I would like you to take note how:

http://office.microsoft.com/en-us/home-and-student/office-home-student-rt-preview-FX103210361.aspx

What Office Home & Student 2013 features are unavailable in Office Home & Student 2013 RT?

Macros, Add-Ins, Forms, and Custom Programs (Word, Excel, PowerPoint)

In other versions of Office you or a software developer can use tools such as Visual Basic for Applications (VBA) to write and run macros and other custom programs in Office. VBA is not available for the applications in Office Home & Student 2013 RT.

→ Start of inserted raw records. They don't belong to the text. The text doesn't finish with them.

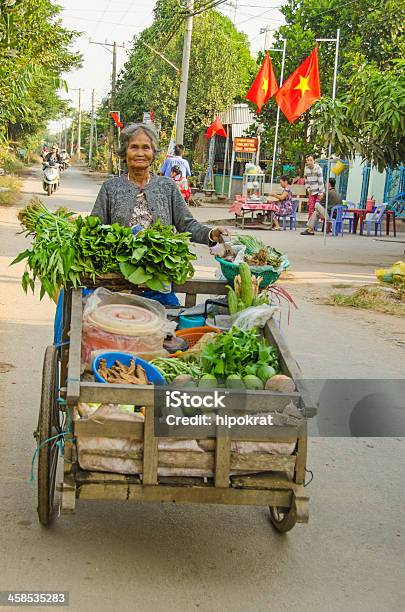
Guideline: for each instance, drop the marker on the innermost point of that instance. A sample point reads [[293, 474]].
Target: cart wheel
[[283, 519], [49, 425]]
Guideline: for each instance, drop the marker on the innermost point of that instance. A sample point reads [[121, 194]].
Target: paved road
[[120, 557]]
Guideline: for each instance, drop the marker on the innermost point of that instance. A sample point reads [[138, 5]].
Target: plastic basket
[[194, 334], [269, 274], [153, 375]]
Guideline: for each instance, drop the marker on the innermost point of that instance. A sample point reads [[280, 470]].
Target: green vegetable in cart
[[265, 372], [253, 383], [208, 381], [237, 352], [234, 381]]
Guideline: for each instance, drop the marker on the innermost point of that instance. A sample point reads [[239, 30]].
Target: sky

To use macros, add-ins, forms with custom code, or other custom programs in Office documents, you need a version of Office other than Office Home & Student 2013 RT on a computer or tablet not powered by Windows RT. Other versions of Office cannot be installed on Windows RT devices. For example, Office Home & Student 2013 and Office Professional 2013 support these features but cannot be installed on Windows RT devices.

If you already use macros, add-ins, InfoPath forms with custom programs, or other custom programs in your PC or Mac version of Office, you will not be able to use them in Office Home & Student 2013 RT.

Having Excel without Macros/Add-ins :ph34r:, what would be next, power drills with no chuck but a fixed 6 mm steel drill bit, adjustable wrenches fixed to 13 mm?